THE BEST CAR IN THE WORLD?
evo India|July 2021
What constitutes ‘The Best’ is a discussion riddled with pitfalls and contradictions. What isn’t open to debate is the new S-Class’ claim to sporting the best car interior in the world
SIRISH CHANDRAN

THE S-CLASS HAS ALWAYS been a beacon for the future of the automobile. Powertrain, chassis tech, safety, luxury, impossibly indulgent bells and whistles — you see it first in an S-Class and 5, 10, 15 years later you experience it in more mass-market vehicles. Except, we all know the future is going to be electric, and in that sense the diesel engine silently rumbling under the hood of this S 400d doesn’t really point the way to the future. And truth be told this new S-Class doesn’t shatter major new ground in the way it drives.

No, what overshadows everything else, what makes it impossible to argue with the self-proclaimed ‘Best Car in the World’ tag line is the cabin. Sure, the likes of Rolls-Royce and Bentley use finer hides and thicker shag piles, and so too will the Maybach but the technology, digitisation, equipment, quality and furnishings — even the re-imagining of the smallest details such as the air-flow control of the air-con vents — makes this the best automotive interior. Period. And so, hanging a hard left for a magazine that is all about The Thrill of Driving, we will be chilling over the next eight pages.

I’ve even dusted off my jacket after two years, the onboard ionisation and perfuming of the S-Class sorting out the musty odour.

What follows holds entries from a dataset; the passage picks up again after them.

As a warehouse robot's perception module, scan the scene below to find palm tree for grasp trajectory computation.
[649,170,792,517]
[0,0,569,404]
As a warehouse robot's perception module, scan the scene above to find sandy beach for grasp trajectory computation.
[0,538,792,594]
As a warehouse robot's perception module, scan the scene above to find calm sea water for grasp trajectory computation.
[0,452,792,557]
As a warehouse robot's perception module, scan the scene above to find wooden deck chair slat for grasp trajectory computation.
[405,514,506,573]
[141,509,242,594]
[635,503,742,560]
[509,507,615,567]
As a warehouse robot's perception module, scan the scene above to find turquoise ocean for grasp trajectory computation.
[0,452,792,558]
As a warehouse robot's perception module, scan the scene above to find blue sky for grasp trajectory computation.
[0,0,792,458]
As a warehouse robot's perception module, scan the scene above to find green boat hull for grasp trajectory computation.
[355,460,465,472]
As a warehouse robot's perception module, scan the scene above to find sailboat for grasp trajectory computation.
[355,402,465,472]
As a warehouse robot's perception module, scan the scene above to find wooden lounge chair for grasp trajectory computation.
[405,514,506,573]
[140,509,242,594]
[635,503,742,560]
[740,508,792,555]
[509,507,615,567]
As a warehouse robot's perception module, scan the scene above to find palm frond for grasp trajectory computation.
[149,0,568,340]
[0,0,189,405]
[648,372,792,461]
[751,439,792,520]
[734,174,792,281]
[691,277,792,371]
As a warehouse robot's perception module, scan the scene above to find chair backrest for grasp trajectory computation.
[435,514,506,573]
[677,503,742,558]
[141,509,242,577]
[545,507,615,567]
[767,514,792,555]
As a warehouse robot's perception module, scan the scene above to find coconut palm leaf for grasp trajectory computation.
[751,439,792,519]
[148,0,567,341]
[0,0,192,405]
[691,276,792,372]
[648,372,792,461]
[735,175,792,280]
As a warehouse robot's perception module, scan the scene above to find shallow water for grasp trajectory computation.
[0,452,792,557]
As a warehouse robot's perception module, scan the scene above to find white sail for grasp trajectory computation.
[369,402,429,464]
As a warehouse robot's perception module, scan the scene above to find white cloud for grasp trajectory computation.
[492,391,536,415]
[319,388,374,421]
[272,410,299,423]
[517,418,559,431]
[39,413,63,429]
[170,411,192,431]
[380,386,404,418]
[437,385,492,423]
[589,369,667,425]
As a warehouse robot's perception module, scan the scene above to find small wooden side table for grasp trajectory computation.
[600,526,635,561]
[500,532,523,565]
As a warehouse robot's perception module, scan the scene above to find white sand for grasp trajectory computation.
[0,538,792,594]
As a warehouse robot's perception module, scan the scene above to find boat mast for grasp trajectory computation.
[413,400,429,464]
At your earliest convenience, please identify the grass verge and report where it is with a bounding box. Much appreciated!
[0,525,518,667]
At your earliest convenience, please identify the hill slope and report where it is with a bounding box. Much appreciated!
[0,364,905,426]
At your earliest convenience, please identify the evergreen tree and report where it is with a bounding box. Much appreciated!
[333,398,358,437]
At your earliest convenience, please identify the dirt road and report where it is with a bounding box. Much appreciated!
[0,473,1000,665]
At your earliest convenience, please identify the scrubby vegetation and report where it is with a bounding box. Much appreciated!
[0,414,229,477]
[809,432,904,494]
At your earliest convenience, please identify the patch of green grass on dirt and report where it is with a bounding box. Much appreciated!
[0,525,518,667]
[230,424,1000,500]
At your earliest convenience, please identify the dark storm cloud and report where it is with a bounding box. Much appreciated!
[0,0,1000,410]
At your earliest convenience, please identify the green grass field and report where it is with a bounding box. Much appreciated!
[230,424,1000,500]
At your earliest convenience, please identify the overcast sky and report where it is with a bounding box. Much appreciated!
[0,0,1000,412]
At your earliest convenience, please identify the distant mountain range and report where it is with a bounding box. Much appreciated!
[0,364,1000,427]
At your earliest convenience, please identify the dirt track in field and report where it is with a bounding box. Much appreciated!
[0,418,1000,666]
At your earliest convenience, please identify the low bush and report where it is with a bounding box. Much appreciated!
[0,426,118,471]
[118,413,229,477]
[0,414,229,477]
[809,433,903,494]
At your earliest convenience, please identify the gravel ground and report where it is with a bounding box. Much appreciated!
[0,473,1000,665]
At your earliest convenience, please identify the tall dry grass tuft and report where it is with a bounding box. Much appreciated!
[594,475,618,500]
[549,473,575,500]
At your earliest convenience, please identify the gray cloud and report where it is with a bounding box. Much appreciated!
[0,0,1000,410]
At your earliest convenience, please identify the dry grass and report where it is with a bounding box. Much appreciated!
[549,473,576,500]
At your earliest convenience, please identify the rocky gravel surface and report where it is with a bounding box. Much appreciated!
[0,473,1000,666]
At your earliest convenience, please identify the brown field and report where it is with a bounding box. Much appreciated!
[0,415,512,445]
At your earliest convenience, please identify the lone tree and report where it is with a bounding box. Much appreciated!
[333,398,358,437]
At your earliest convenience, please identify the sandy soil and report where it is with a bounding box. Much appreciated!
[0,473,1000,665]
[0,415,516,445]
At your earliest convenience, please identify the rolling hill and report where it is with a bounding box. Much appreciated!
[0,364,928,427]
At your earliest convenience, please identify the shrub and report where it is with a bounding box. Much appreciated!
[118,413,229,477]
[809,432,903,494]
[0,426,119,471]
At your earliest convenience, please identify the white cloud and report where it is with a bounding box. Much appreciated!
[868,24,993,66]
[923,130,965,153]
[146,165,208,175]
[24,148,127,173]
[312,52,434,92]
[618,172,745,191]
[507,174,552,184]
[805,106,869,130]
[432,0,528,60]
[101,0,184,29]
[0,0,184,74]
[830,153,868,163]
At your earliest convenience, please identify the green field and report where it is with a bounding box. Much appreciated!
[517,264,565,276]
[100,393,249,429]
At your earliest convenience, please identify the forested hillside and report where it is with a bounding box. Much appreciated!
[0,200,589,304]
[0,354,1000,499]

WHERE DO I START? THE SCREENS OF COURSE!

Bigger is always better and Mercedes has gone BIG with the infotainment. 12.8-inches in portrait orientation, the central screen dominates the cabin and this is the optional 1920×1728 OLED screen (standard is 11.9 inches) like your mobile phone, not the regular LCDs like in more run-of the-mill cars including the GLS. Not that I’m an expert on this subject but in terms of clarity, this is the best I’ve ever experienced. In terms of response there’s nothing in the automotive world that comes close; there’s no lag, no delay, no repeated jabbing of icons to get it to do what you want. The menus swipe seamlessly. Tap and immediately what you tap opens up. No wait. Zero frustration. The functionality of 27 analogue controls of the old S-Class has been incorporated into the central touchscreen and, while in normal course, that would have been a recipe for disaster, not so in the S-Class. The new S shows the rest of the automotive universe how menus, interfaces and controls should and can be done. The air-con controls have their dedicated section so you don’t have to hunt through menus to set the temperature. The screen has gesture control, not the swirling of the finger to control volume like in BMWs, but hovering your finger in the near vicinity of the controls is good enough to activate it. No need for pin-point precision. Even cooler is the fact that the car notices where you are looking so look at the left-wing mirror and it knows you want to adjust that, no need to punch the left/right mirror buttons! It even claims to turn on the passenger light when you’re hunting for something in there and drop the rear sunblind when you look over your shoulder but we couldn’t figure out how to make that work.

All around the cabin are 250 LEDs and 64 colours to choose for the ambient lighting turning it from a banging nightclub to a boudoir and even calming the whole thing down when you take your parents out for a drive. And I really mean banging, cause the seats thump bass into the your back and bum. The 1750-watt, 31-speaker Burmester sound system incorporates energisers in the seats that physically thump bass into you in sync with the music. 4D music sounds gimmicky but I have experienced it and now nothing else will ever feel the same.